I would also suggest that since you aren’t using the original values stored in `a`, you change the above Matlabish code to a more Julian form:

``````a = zeros(Int, 25, 50, 75)
``````

or

``````a = Array{Int, 3}(undef, 25, 50, 75)
``````

The first form is more convenient to write and initializes `a` to all zeros. The second form may be a bit faster and leaves the contents of `a` unspecified.

1 Like

Multithreading should not do much here

The strange thing is that when I run your code on my computer, I don’t get any improvement from the parallel version with `Threads.@threads` - in fact, sometimes worse - but I do get a significant improvement `using Distributed` `@distributed`. On my 8 core, 16 threads Windows laptop, Tullio is slowest, with time for `@distributed` < `@tturbo` < `@tullio`, each with about a factor 10 difference.

1 Like

If you need `i+1`, `j-1`, etc. on the right-hand side, is this the suggested method?

``````for ind in CartesianIndices(a)
(i, j, k) = Tuple(ind)
a[ind] = (a[i+1, j, k] + a[i, j-1, k])/2
end
``````

I don’t see `pairs` discussed in the array indexing documentation or blog post. I interpret the `pairs` docstring to mean it should be used if you need indices and values at the same time and that `pairs` is always preferred over `enumerate`. Is that correct?

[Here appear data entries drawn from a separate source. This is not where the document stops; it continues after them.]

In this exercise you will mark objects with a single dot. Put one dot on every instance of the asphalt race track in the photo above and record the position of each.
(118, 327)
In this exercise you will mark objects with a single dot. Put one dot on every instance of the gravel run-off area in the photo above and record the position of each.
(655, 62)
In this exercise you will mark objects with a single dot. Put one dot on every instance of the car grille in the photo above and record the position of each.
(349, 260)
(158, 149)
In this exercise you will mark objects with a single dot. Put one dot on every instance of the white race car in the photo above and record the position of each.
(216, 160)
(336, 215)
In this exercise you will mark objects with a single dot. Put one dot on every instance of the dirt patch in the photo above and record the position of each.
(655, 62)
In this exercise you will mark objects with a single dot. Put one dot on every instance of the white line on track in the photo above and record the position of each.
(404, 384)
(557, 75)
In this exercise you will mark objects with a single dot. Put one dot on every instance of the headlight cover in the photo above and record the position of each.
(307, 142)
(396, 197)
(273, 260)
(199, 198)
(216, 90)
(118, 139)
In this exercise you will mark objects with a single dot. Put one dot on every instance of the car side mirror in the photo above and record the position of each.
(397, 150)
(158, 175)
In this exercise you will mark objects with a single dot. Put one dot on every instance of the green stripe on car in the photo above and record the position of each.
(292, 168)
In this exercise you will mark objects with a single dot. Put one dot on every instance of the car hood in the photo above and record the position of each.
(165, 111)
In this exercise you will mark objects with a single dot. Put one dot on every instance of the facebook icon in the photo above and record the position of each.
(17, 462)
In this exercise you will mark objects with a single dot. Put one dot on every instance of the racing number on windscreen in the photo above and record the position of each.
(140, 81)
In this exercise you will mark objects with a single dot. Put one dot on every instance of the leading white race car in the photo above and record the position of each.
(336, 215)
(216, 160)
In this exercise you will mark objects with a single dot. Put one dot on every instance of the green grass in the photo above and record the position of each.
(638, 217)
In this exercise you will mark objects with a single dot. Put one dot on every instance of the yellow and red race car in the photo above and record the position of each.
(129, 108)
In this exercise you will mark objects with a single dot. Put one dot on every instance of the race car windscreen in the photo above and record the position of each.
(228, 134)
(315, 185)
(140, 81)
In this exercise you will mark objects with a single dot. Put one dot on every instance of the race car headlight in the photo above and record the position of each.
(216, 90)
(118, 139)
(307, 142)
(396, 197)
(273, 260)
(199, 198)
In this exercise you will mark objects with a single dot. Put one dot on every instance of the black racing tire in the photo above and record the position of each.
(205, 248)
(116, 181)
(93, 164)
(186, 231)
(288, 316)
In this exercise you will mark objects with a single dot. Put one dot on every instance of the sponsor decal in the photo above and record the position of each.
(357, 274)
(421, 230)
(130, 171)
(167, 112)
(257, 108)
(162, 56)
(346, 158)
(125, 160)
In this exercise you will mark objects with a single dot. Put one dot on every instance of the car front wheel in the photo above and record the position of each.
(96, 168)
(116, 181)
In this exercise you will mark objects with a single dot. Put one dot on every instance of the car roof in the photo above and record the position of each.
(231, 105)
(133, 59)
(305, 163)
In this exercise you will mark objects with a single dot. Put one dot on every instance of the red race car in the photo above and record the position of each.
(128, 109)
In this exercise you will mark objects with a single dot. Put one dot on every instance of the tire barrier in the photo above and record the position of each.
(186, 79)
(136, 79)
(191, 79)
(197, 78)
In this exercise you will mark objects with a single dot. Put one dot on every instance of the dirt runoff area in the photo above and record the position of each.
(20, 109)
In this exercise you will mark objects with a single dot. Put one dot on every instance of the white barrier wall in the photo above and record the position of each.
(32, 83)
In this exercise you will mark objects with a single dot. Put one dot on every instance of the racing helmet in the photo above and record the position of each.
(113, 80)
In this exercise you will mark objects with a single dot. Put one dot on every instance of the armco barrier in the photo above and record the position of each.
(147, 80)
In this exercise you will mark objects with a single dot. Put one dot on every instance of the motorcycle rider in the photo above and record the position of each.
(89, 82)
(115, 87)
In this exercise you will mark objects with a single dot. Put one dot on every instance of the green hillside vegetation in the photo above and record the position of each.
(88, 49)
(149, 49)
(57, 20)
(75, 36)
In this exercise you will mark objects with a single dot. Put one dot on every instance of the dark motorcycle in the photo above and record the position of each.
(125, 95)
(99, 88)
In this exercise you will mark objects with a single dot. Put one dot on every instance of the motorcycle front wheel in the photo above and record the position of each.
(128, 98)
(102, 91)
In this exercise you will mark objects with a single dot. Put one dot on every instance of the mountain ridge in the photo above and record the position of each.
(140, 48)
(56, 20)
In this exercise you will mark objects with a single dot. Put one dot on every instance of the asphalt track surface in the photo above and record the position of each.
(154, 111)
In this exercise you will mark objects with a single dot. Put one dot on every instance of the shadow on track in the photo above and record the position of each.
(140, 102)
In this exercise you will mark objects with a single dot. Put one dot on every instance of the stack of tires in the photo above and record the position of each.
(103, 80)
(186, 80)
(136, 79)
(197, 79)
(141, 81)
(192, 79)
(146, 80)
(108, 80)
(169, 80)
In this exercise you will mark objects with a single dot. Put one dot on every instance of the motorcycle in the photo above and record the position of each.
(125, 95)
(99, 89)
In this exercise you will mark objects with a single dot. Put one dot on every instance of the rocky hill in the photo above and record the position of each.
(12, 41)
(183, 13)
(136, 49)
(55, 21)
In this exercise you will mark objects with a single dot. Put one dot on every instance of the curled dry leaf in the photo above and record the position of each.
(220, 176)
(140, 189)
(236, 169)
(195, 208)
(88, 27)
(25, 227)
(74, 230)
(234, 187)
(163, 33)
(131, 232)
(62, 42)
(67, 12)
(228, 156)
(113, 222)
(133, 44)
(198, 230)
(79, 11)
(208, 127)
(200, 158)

This is going to fail, since `i-1` and `i+1` must necessarily go out of bounds at the edges. You’ll have to figure out some way to peel of the edge values.

`pairs` will give you the value and the index/indices. Enumerate will just count from one, so it depends on what you need. If you are looking for indices, use `pairs`.

2 Likes

`eachindex` and `CartesianIndices` are great, but often I have some computations that are unique only to one or two dimensions. And, so as not to repeat the computations on each iteration of the remaining dimensions, I need to explicitly loop over the array myself.

I am new to Distributed, so could you give an example code about the problem in the OP? Thanks.